In days of yore when the  Republican party held the White House and sometimes one or both houses of Congress besides, displays of protest against the POTUS, particularly when made overseas or, worse, to his face, worst of all in the midst of the pomp of an address to Congress, were viewed as a kind of treason. A unified voice was necessary; dissent was for traitors; my president right or wrong.

But in the last, oh, 12 months or so, their position has shifted dramatically.  When Obama addresses congress the R caucus smirks and rolls their eyes. During his address on health care reform they waved their own papers in the air and chanted insults. The notorious Joe Wilson wailed “you lie!” when he took issue with the president’s (and I believe the congressional budget office’s) numbers. He should have been escorted outside, aggressively, by congressional security. Instead, he was made into a hero by the like-mindedly seething.

I won’t address the issues here, nor ignore the fact that the SOTU’s, and all similarly formal intra-government speeches, are full of kabuki-like displays of respect, awe and disapproval.

Yet, the contempt shown for this president – not just by typical wing-nut foamers, but also by supposedly reputable elected leaders – has sunk to scarifying lows. The persistent muttering about his place of birth, despite endless evidence to the contrary; the ongoing assertions that he is secretly a Muslim, the persistent use of race-baiting code-words. . . and so much of it from the actual halls of Congress, and their paid  helpmates on K street and beyond. . . edges ever-closer to terrifying.

In a nostalgic mood I sifted through my Crosby, Stills, Nash and Young tunes this morning, and finally bit the bullet and downloaded the “Deja Vu Live” album, which is basically a live version of Young’s “Living With War” album. Some nice moments in there, even if it’s a bit out of date and wanky at times. But CSNY really only matter to the extent that they’ve got Y on their side; and it’s refreshing to hear those three ego-driven quasi-revolutionaries actually sound like they mean it, for once. I go back and forth on these guys, wildly at times, but some of their good stuff, particularly with Neil onboard, was, in fact, really good. And his guitar playing, particularly on stage, lights those coots up like an electric current.

I dig the audacity of “Let’s Impeach the President,” which is quite the cheery singalong, and definitely not to be recited/performed/emulated by anyone in an official chamber during a ceremonial presentation. Barring, of course, official and well-reasoned (and not intern-diddling-inspired) proceedings. “Thanks to the First Amendment!” Neil declares afterwards. And while you could argue that mid-State-of-the-Union snarling and snapping and insulting by opposing lawmakers might in fact be protected speech, I think it’s important to recall that there are times and places to consider, and my understanding, even when I don’t like the guy at the podium, is that in certain official circumstances, you must show your respect for his/her office, and the vital importance it plays in protecting the Constitution. Including the part that allows you to talk shit about him.

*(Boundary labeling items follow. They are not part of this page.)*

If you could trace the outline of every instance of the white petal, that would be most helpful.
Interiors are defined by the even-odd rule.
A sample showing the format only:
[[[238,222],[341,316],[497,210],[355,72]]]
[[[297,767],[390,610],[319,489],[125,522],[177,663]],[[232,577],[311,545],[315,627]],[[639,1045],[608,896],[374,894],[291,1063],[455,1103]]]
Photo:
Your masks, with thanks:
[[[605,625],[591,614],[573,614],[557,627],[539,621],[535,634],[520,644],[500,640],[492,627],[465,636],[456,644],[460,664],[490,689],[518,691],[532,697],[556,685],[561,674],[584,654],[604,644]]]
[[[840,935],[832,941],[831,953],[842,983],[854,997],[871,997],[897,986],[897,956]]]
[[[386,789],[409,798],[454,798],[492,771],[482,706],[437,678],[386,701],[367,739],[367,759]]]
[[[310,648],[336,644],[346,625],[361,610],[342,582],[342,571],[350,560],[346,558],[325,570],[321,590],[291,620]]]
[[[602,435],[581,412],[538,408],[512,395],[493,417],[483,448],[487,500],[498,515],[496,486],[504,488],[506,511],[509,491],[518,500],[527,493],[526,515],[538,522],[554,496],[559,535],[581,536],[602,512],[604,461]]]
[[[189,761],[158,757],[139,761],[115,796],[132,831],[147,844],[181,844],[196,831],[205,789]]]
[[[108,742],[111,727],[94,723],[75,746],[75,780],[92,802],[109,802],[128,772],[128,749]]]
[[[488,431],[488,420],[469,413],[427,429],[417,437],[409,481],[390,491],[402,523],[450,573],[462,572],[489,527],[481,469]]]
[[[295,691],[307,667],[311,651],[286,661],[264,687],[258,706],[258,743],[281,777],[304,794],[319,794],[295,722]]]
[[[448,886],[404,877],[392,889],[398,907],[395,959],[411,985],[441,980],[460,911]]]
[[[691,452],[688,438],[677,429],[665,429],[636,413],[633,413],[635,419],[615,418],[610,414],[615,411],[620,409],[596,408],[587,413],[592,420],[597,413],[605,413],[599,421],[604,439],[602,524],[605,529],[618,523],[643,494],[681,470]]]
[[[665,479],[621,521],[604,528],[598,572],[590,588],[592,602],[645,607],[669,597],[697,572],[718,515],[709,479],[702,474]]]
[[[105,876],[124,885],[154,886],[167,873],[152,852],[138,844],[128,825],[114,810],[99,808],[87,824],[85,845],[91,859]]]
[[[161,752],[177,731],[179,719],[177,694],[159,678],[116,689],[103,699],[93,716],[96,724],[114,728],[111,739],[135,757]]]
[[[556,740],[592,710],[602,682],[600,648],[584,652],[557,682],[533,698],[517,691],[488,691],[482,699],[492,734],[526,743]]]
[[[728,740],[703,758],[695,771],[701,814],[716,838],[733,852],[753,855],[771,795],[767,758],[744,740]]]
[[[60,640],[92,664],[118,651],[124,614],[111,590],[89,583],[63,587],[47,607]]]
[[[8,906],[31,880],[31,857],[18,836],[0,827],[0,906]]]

Neil Young and the boys talk plenty of shit on their album, but mostly it’s a call to support the troops and take their lives, and the nation’s priorities, in some serious, logical and not entirely cowboy-like way. Fiery dissent is for rockers. And there’s a hell of a good reason why rockers don’t set policy (and why Rep. John Hall, once the leader of Orleans) isn’t a rocker anymore. Here’s hoping he writes better policy than pop tunes.

And sometimes it takes a Canadian to remember what’s great about America.